Gimme the Loot, de Adam Leon

Gimme the Loot, de Adam Leon

Interrogé dans  l’Express sur son processus créatif, Adam Leon eut ces mots : « Avec Gimme the Loot, je voulais éviter tout misérabilisme facile ». Qu’est-ce que ce film? Une comédie dramatique? Une fable rafraîchissante? La réponse n’est pas intuitive et pas forcément nécessaire, car le long-métrage est un concentré de talent et de réalisme.

Le pitch

Deux jeunes graffeurs teenagers, Malcom and Sofia, se mettent dans la tête de tagger le ballon en forme de pomme qui s’élève dans le ciel chaque fois que les Mets, équipe de baseball de NY, scorent un home-run. Ils pensent ainsi avoir la reconnaissance du monde du street-art (et des minettes pour Malcolm). Pour réaliser ce projet, ils ont besoin de 500 $ et on suit leurs magouilles pour les obtenir, dans cette belle journée d’été. Ce prétexte mène à un film drôle, entraînant et plutôt convaincant malgré un scénario assez typique.
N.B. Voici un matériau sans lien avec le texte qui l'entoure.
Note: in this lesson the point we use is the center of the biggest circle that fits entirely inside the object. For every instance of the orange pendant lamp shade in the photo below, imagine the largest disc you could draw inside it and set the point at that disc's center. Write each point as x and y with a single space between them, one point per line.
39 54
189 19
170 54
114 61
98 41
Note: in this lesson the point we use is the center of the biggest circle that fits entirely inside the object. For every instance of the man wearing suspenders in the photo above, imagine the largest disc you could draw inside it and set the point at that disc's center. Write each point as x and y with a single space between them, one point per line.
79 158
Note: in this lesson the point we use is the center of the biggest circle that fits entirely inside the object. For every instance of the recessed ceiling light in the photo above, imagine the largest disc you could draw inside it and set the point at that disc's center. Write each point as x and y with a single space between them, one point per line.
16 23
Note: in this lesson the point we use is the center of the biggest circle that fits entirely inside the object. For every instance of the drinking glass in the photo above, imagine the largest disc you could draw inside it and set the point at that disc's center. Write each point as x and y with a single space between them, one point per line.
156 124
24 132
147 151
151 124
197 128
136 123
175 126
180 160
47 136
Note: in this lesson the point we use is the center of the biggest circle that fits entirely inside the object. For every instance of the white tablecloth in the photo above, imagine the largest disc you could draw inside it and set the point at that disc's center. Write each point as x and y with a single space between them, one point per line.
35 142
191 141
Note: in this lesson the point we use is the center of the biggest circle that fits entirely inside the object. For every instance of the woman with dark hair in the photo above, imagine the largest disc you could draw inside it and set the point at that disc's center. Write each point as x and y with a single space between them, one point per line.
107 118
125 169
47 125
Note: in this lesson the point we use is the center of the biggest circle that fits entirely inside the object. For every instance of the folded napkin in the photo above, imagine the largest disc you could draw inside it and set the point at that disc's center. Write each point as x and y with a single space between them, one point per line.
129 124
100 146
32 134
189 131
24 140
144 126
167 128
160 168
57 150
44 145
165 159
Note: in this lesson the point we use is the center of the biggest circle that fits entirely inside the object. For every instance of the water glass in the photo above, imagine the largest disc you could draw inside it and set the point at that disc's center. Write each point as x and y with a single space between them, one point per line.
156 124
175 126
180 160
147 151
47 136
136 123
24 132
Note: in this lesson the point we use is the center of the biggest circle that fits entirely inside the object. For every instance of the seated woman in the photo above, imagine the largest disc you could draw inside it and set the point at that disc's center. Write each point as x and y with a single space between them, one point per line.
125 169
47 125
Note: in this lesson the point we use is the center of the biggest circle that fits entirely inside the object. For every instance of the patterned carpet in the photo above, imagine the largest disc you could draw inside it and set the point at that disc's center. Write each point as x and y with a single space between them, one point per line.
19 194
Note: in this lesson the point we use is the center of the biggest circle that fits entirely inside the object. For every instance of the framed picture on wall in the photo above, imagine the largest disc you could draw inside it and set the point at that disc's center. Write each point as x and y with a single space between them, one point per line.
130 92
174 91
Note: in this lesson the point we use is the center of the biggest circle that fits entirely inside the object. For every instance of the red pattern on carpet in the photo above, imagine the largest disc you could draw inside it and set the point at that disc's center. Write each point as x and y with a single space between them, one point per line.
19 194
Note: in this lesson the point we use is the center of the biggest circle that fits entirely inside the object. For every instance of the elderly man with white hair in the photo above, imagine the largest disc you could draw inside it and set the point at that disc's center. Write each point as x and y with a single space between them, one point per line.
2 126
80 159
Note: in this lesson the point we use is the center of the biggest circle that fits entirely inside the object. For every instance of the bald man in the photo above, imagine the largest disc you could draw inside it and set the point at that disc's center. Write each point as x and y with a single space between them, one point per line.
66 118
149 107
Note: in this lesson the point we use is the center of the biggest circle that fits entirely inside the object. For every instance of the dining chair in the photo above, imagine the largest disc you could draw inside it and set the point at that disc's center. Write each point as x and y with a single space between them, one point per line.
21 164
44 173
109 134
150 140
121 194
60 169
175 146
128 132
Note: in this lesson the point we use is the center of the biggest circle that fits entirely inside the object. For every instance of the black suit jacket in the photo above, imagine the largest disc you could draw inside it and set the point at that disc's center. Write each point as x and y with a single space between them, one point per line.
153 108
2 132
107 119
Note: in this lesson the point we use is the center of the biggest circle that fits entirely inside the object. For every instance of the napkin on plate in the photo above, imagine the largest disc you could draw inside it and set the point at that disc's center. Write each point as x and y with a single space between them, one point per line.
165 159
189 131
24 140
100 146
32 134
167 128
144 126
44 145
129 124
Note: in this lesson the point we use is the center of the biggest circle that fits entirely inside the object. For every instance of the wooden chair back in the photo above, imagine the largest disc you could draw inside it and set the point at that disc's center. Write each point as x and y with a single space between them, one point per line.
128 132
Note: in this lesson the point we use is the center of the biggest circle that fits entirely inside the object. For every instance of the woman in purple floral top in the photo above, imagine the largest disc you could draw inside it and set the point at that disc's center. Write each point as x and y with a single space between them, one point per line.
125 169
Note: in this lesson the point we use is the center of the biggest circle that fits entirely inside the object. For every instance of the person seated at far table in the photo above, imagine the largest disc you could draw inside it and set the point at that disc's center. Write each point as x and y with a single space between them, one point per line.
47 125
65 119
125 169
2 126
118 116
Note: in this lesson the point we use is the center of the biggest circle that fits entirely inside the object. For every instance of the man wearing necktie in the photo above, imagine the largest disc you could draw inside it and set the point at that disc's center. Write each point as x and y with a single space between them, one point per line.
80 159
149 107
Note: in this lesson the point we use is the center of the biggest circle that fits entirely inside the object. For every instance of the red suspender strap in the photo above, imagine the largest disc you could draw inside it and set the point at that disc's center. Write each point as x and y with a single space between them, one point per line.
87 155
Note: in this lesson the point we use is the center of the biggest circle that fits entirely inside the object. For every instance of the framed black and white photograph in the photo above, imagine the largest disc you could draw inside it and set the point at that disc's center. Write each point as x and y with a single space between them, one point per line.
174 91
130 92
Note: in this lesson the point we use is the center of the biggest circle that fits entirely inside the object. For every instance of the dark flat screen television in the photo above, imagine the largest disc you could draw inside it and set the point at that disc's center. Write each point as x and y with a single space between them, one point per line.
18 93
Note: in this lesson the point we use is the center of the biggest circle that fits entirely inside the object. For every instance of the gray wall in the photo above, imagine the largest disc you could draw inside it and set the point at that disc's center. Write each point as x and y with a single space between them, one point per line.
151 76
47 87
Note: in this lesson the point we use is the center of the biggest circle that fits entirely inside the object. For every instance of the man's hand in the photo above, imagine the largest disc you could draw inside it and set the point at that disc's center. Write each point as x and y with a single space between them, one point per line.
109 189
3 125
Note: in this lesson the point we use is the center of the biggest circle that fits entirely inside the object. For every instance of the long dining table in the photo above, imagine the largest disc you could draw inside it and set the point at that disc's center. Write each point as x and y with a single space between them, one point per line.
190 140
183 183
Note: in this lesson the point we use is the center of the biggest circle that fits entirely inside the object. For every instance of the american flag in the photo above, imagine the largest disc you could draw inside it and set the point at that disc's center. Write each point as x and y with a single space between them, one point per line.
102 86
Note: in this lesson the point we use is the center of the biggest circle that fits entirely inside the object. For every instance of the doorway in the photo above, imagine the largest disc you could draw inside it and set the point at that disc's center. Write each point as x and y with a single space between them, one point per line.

Les acteurs transmettent une belle énergie, l’énergie de semi-professionnels qui « sont dans le vrai » (Cf. It’s A Free World de Ken Loach), le mérite revient au jeune réalisateur pour une direction d’acteurs efficace. L’honnêteté du cinéaste est marquante, dans la peinture d’un univers qu’on devine le sien. Les lois de la rue, les « hustlers »… L’approche est neuve et diluée dans des images très lumineuses. Adam Leon utilise des plans très larges en extérieur qui accroissent le gigantisme de la ville, en même temps que le film entretient un rapport étroit avec la rue. Celle-ci, que le héros masculin traversera pieds nus après quelques mésaventures, a un caractère étouffant et en même temps accueillant lors des va-et-vient des personnages, dans ce New-York très chaud. Les conditions sont optimales pour entamer la comparaison avec Spike Lee (personnages principaux noirs dans un New-York d’étuve, entre autres), mais le film s’en démarque très bien par sa mise en scène agile. Pas de « misérabilisme » justement, juste des anti-héros d’un milieu défavorisé et leurs contraintes.

On peut reprocher le côté un peu « lisse » du film, ses personnages trop inoffensifs, et peut-être trop évidents. Mais ces légers défauts sont éclipsés par la marche en avant du film, ses mouvements constants. LA petite perle « indé » qu’on apprécie.